“The Riviera gets old after a while,” she said, making them both laugh.
He invited her over to his place for a drink. She told him she had to check into her Airbnb (she didn’t have one booked)。 He insisted, spinning her Cartier love bracelet and saying, “Unless your heart belongs to the person who gave you this?”
“Uh, no,” she said, regarding the bracelet as she might a handcuff. (Giacomo had given it to her a few weeks before he was sent to prison.)
“Great!” Michael said. “Then come for a drink.”
“I really can’t.”
“Just one. Please?”
The house was more than Alessandra could have hoped for. It was one of the huge old family “cottages” right on the harbor that they’d passed on the ferry. It had a long, elegant pool that fronted their tiny private beach and a tennis court in the side yard. (“Do you play?” Michael asked. “A little,” Alessandra said.) The inside of the house was tasteful and fresh, magazine-worthy—lots of white wainscoting and exposed blond beams and a massive stone fireplace and a table laden with silver-framed photographs (the wife he was supposedly taking some time apart from and the four children) behind the wide, deep sofa.
Michael kissed her outside on the deck, right away biting her lower lip. He wrapped his hand in a length of her hair, tugging a little to let her know who was in charge. (He, erroneously, thought this was him.) He slid his mouth down to her neck, lingering in the kill spot just below her ear; good boy, he’d been well trained by wifey, though Alessandra would bet a schmillion dollars he no longer kissed Heidi Bick this way. He unbuttoned Alessandra’s blouse slowly, his pinkie just barely grazing her nipple, and Alessandra felt a pulsing between her legs that was replicated by the ruby beacon of Brant Point Light in the distance.
He had her panting—shirt open, breasts exposed, jeans unzipped—when he turned and walked back into the house.
Alessandra waited a second, wondering if he was having a crisis of conscience. She chastised herself; she had made a poor choice.
When she finally followed him inside, she had to let her eyes adjust to the dark. There was milky moonlight through a window, blue numbers on a cable box—and then hands grabbed her waist and she screamed, genuinely frightened, and realized she wasn’t in charge at all. She also realized Michael Bick had, very likely, brought home women he didn’t know before. Possibly he did it all the time.
But in the pearl-gray light of morning—fog covered the harbor like a layer of dust on an antique mirror—Michael traced one of her eyebrows and said, “Where did you come from, Alessandra Powell?”
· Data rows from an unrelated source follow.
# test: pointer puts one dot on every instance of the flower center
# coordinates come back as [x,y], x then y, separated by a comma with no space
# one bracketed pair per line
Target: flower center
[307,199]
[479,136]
That was the question, wasn’t it? Alessandra was originally from San Francisco, where her mother, Valerie, waited tables at the storied Tosca Café in North Beach. Valerie and Alessandra lived in a building down the street from the restaurant. Valerie kept their apartment clean, didn’t drink too much (wine occasionally), and didn’t do drugs (weed occasionally); there was always enough money for groceries and for Alessandra to get ice cream down on the pier or go to the movies or, when she was older, take the bus to Oakland and thrift-shop. But there was something a little off about Alessandra’s upbringing. While Alessandra’s friends were opening presents around the tree on Christmas morning, then sitting down to a rib roast, Alessandra was home alone watching R-rated movies on cable while her mother worked a double. She and her mother opened their Christmas presents on the twenty-sixth with eggs and a tin of osetra caviar and Springsteen singing “Santa Claus Is Coming to Town.” On Easter, while Alessandra’s friends were going to church and hunting for eggs and slicing into honey-baked ham, Alessandra was watching R-rated movies on cable and eating straight from a bag of jelly beans that her mother bought as a nod to the holiday even though she didn’t celebrate Easter at all.
And then there were the men. Every week, Valerie would bring home married men who frequented the Tosca bar while they were in the city on business. These men would arrive after Alessandra went to bed, but she heard them in the shower the next morning while Alessandra’s mother ransacked their wallets in the bedroom. Every once in a while, one of the men would stay for breakfast and listen as Valerie played her favorite CD and sang along: Torn between two lovers, feeling like a fool.
Alessandra knew better than to follow in her mother’s footsteps but it was the only example she had. When Alessandra was eighteen, she seduced Dr. Andrew Beecham, the father of her best friend, Duffy. After Alessandra and Drew had been sleeping together for a few weeks, Alessandra realized she could cash in on the power she had—the power to tell Duffy and Drew’s wife, Mary Lou—and get something valuable in return. Drew was the chair of the romance languages department at Stanford. Alessandra audited a full year of classes—Italian, Spanish, French literature, art history—and then demanded a one-way plane ticket to Rome, which Drew Beecham was only too happy to buy for her.